First let's understand what 7's target is. It's not so much desktop Linux as a particular Linux distro -- Ubuntu -- that targets the desktop.
Some of these reasons are technological, others social. But the biggest reason is a business reason:
Ubuntu has an entrepreneur at the helm. Microsoft beat IBM because it had Bill Gates up against a bunch of suits. Now Microsoft is a bunch of suits and Ubuntu has Mark Shuttleworth.
Ubuntu has more server compatibility. Linux continues to beat Windows on the server, and servers (in the form of clouds) are becoming dominant over clients.

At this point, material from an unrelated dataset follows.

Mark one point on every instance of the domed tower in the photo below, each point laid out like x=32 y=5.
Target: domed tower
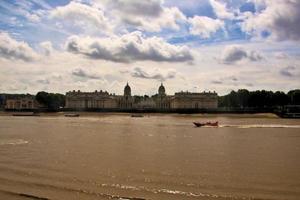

Ubuntu's friends will not desert it. HP and Dell have gotten a taste of freedom from Microsoft tyranny. They won't give that up easily. They will continue seeking product line niches where Ubuntu can succeed.
The Netbook will continue to evolve. The "no moving parts" PC is still at Version 1.0. There is a niche for a cheap, profitable "online machine" that can be used in Airports, hotel rooms and sandy deserts.
Applications will come. It's true there are more Windows apps than Linux, by a logarithmic factor. But many are being ported, and the developed world will create many more.
Windows is losing the mobility wars. Linux is playing well, Apple is winning big, RIM is hanging in. Where's Windows? PCs are servers to mobile clients. The clients will tire of waiting.
The open source model. Software development has become like the old Steve Jackson game Ogre, and Microsoft's the Ogre. Ubuntu and other open source pieces are small, but there are a lot of them, and they can work together. Or as Kermit said in The Muppet Movie "who are your friends, Doc?"
This does not mean that Microsoft will cease to be a desktop player, that Ubuntu is going to take over. Far from it. Ubuntu will retain enough interest to stay in the game, that's all it needs to do.
Ubuntu is doing fine with its present market share. How much more can it get over the next year? Perhaps just a little. I suspect this will be a year when desktop Linux consolidates around Ubuntu, so some gain is nearly assured.
Microsoft will also not disappear under the open source onslaught, just as IBM did not disappear under the weight of Microsoft. But it will change.
It will be fun to watch how it changes, and when. It has yet to see the need, but when Ubuntu fails to fall under the weight of Windows 7 perhaps it will.